Run and test batch_processing.sh using GitHub Actions #3198

joshuacwnewton · 2021-01-25T20:04:06Z

Checklist

GitHub

I've given this PR a concise, self-descriptive, and meaningful title
I've linked relevant issues in the PR body
I've applied the relevant labels to this PR
I've assigned a reviewer

PR contents

I've consulted SCT's internal developer documentation to ensure my contribution is in line with any relevant design decisions
I've added relevant tests for my contribution
I've updated the relevant documentation for my changes, including argparse descriptions, docstrings, and ReadTheDocs tutorial pages

Description

This PR follows the experimentation done in #3196. It introduces a new GH Actions that does the following:

Runs batch_processing.sh
Runs a test that compares the results to cached csv files committed to the repo.

Some remaining design questions:

When should we run this?
- Right now, this PR adopts the triggers used in Port CI to Github Actions #3125. See justification here:
What tolerance values should be chosen for each metric?
- I've chosen tolerances as small as can be without the tests failing, so that any deviations will be caught.
Should any other new values be tested?

Linked issues

Fixes #2888.

joshuacwnewton · 2021-01-25T20:36:44Z

The test is failing, but that's intentional. I set it to showcase the fact that different values need different tolerances.

(Also, look at the pretty colour in that test! I found a workaround to re-enable colour in GH Actions.)

https://github.com/neuropoly/spinalcordtoolbox/blob/796d3011b1e7b50104b833a979272b1fae4ab2d4/.github/workflows/tests.yml#L56-L58

jcohenadad · 2021-01-25T20:40:02Z

(Also, look at the pretty colour in that test! I found a workaround to re-enable colour in GH Actions.)

awesome, i love pretty colors!

.github/workflows/tests.yml

joshuacwnewton · 2021-01-26T18:17:35Z

Here's a question that's been on my mind this past day: Should we even use this Artifact API? Or, would it be better to hardcode the results via a commit to the repo?

Pros for Artifact API

In theory, it would be a more seamless way of updating the cached values by doing everything automatically in the background.

Cons for Artifact API

The API is pretty opaque -- there's not really an easy way to check what values are being stored. You can query for artifacts, but then you still have to download the .csv files to check. (Commits, on the other hand, put the results directly in the repo, visible for anyone to see.)
The API makes it too easy to accidentally upload erroneous results. (Commits would force us to be more transparent/explicit about the current state of batch_processing.sh. To update the values, we would need to be clearer in our intentions that something has changed by making a commit, which IMO is a good thing.)
The API feels brittle. It relies on refreshing the values within a 90 day window, which is doable, but it's inherently temporary. Also, what happens if the .csv files ever don't get uploaded/downloaded properly? (Commits feel much more reliable -- no chance of "oops, the cached values are gone!")
Using the API makes us dependent on an extra GitHub service, which carries documentation issues, could change unpredictably in the future, etc.

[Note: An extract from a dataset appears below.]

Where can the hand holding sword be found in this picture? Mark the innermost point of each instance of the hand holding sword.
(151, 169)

Using the Artifacts API was a fun experiment, but I'm leaning towards not using it at all.

kousu · 2021-01-26T18:54:54Z

Since you're using this as a cache, I lean towards committing them to the repo too.

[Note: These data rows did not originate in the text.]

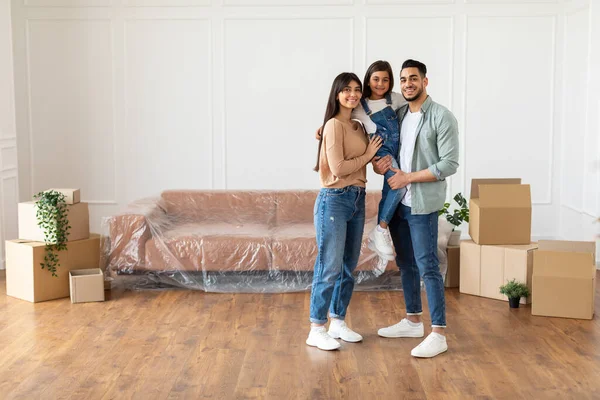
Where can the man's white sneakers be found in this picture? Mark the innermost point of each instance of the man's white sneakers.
(318, 337)
(433, 345)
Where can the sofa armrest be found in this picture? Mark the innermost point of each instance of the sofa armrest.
(125, 247)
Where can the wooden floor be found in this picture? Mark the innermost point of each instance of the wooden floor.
(187, 344)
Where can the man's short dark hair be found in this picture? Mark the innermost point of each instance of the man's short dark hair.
(416, 64)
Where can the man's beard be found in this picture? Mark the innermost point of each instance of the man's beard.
(415, 96)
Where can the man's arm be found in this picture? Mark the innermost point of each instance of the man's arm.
(447, 143)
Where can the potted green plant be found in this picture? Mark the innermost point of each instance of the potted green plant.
(51, 215)
(456, 217)
(514, 291)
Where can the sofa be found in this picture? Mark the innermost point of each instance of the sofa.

I keep linking this, and I wish I had a better example than a js project, but https://jestjs.io/docs/en/snapshot-testing shows us the way to do this, imo: when values change it fails the test; to update the values on purpose, the process is just rm sct_example_data/t2/csa_c2c3.csv; pytest; git add -u; git commit -m "update snapshot tests because we changed [...]". Uh, assume we have some plugin that can make the snapshots for us.

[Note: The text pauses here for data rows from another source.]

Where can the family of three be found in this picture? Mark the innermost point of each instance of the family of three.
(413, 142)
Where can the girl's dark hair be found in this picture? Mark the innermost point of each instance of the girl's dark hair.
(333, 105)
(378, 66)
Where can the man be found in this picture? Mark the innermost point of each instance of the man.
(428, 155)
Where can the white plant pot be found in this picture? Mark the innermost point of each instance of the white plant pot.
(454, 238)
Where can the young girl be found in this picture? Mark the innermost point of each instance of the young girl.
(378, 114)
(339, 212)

Drulex · 2021-01-26T19:05:42Z

Here's a question that's been on my mind this past day: Should we even use this Artifact API? Or, would it be better to hardcode the results via a commit to the repo?

I agree that using the artifacts API introduces unneeded complexity. At the end of the day we just need to compare numbers. Committing the files to the repo sounds reasonable to me.

.github/workflows/tests.yml

This reverts commit 757830e

joshuacwnewton · 2021-01-31T20:33:12Z

batch_processing.sh is now failing because of #3202.

This is actually pretty neat -- the CI run of batch_processing.sh caught a bug that the tests didn't catch.

joshuacwnewton · 2021-02-01T22:10:11Z

Huzzah, #3203 fixed the failing CI in this PR.

I have one more thing I want to try: Running batch_processing.sh on both Ubuntu and macOS to more clearly demonstrate #3194. (If my test works well, then it should pass on Ubuntu but fail on macOS.)

joshuacwnewton · 2021-02-01T23:52:44Z

Well, the macOS CI job did fail, but not for the reason I predicted. Instead, it ran into the concurrency bug from #2957 which should be fixed by #3152.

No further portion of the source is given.